De acordo com o presidente do Sindicato dos Estabelecimentos de Ensino do Rio (Sinepe Rio), Victor Nótrica, os números preocupam:

— A gente está vivendo o problema da crise que atinge a classe média. Em várias escolas, a inadimplência está se acentuando, e as famílias tiram os filhos. A situação fica difícil (para as instituições). Há relatos de escolas que, devido às dificuldades, estão tendo que alterar suas estruturas administrativas.

A crise também afeta o ensino fundamental, mas com impacto menor. Segundo o Censo Escolar, a rede privada perdeu, nessa faixa, 4% de seus alunos (de 260.738 para 249.546) entre 2013 e 2015.

CRESCIMENTO ATÉ 2013

Antes, a tendência era no sentido oposto. Em 2011, havia 1.858 escolas particulares no Rio, número que passou para 2.039 em 2013. Também em 2011, o ensino médio tinha 63.638 alunos e o fundamental, 250.887. Dois anos depois, já eram 81.157 e 260.738 estudantes, respectivamente.

Na rede pública, o número de alunos caiu ano a ano entre 2011 e 2015, mas em níveis mais baixos. Além disso, o número de instituições acabou aumentando.

Profissionais que acompanham o dia a dia dos colégios particulares confirmam as dificuldades. O relações-públicas José Alessandro Oliveira desenvolve ações de marketing para escolas religiosas há 20 anos. Para ele, a melhora da qualidade de algumas instituições públicas pode ter feito alguns pais de alunos desistirem de pagar pelo ensino privado.

— A crise acabou deslocando esse grupo de estudantes para a rede pública. Todos os colégios (particulares) vêm sofrendo em maior ou menor grau — disse ele.

Oliveira atualmente é relações-públicas do Colégio Notre Dame, onde, de acordo com ele, o número de matriculados “vem se mantendo, apesar da crise”. O profissional afirmou que a dificuldade de encontrar padres e freiras dispostos ao trabalho no ensino tem sido também um problema em algumas escolas religiosas.

MIGRAÇÃO PARA ESCOLAS PÚBLICAS

No Colégio Santa Rosa de Lima, o número de matrículas vem caindo há muitos anos. A instituição, de 81 anos, chegou a ter mais de 900 alunos até os anos 90. Na década seguinte, o total já estava em torno de 700. Atualmente, são 270, incluindo bolsistas — é oferecendo uma bolsa a cada cinco estudantes matriculados que a escola mantém seu caráter filantrópico. Com a crise econômica, cresceram a inadimplência e a migração para instituições públicas, segundo a irmã Maria Madalena dos Santos, da Congregação das Irmãs Dominicanas da Província de Nossa Senhora de Guadalupe, responsável pelo colégio:

— Para a gente, a crise pesou bastante. Temos famílias que foram atingidas por ela, e cresceu o índice de inadimplência. Nos últimos anos, temos recorrido a aportes financeiros da congregação (que não vieram da renda da escola) para cumprir nossas obrigações.

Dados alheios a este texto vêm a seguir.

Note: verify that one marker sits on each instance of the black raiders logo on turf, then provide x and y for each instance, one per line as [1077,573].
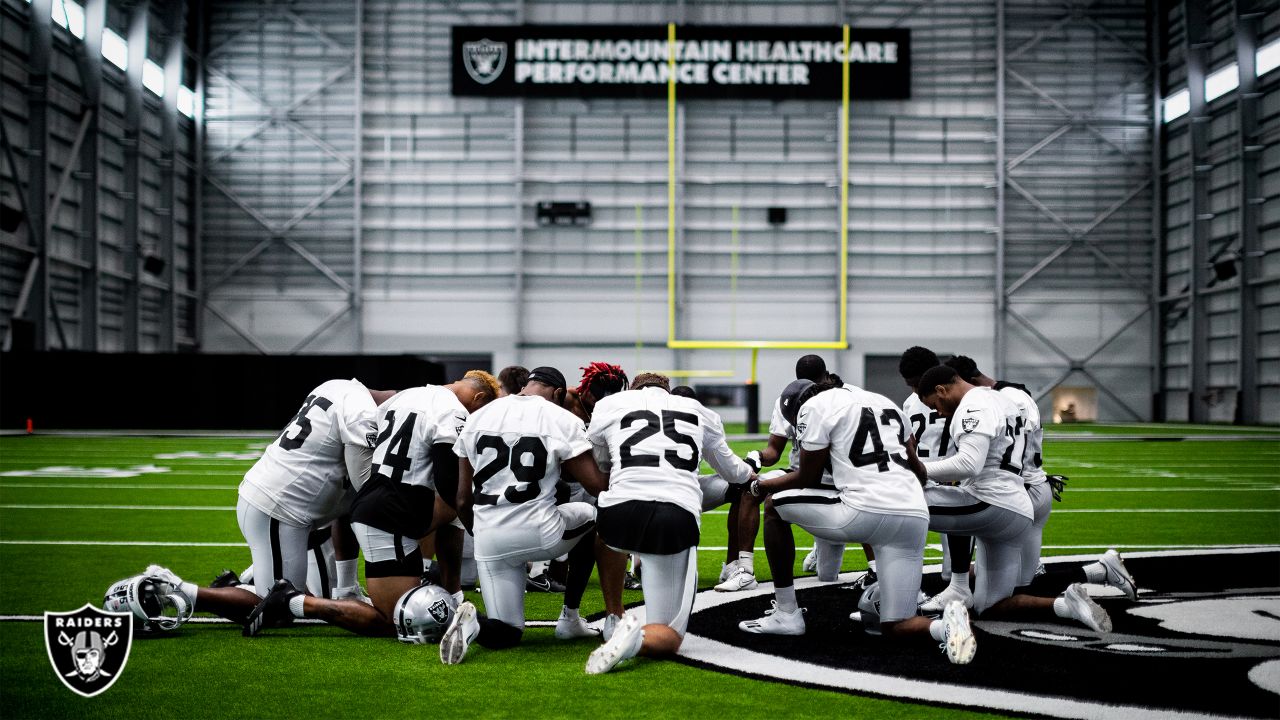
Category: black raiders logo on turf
[1210,637]
[439,611]
[88,647]
[484,59]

A irmã, de 49 anos, tem 26 dedicados à vida religiosa. Chora frequentemente quando fala da decisão de fechar o colégio, tomada no último dia 16. Ela ressaltou, entretanto, que a crise foi apenas um dos elementos que pesaram na resolução. O principal, afirmou, foi a dificuldade de achar religiosas interessadas em entrar na congregação. Hoje, há apenas seis cuidando da escola, sendo que três têm de 88 a 99 anos e não apresentam mais condições de saúde para a atividade:

— O principal motivo foi a dificuldade de renovação das irmãs. Nos últimos dez anos, só recebemos duas noviças — contou. — Somos um grupo pequeno de irmãs, a maioria está em idade avançada. Na última década, não tivemos uma renovação na vocação para a vida religiosa. Isso impossibilita manter um projeto educacional.

A religiosa ressaltou que o colégio, apesar das dificuldades, tem recursos para honrar todos os pagamentos aos funcionários na rescisão dos contratos. O prédio de mais de 20 salas, no entanto, precisa de reformas, para as quais não há dinheiro.

— É uma estrutura de 81 anos, que precisa de reformas profundas.

Pais de alunos, surpreendidos pela decisão, dizem que os filhos estão tristes por terem que mudar de escola:

— Minha filha de 4 anos não entende ainda. Mas o mais velho, de 11, está arrasado, já chorou bastante. Ele estuda aqui desde os 2 anos — contou a dona de casa Fernanda Ribeiro. — A gente está correndo atrás de vaga, mas está difícil, e muitos colégios não estão aceitando alunos para 2017.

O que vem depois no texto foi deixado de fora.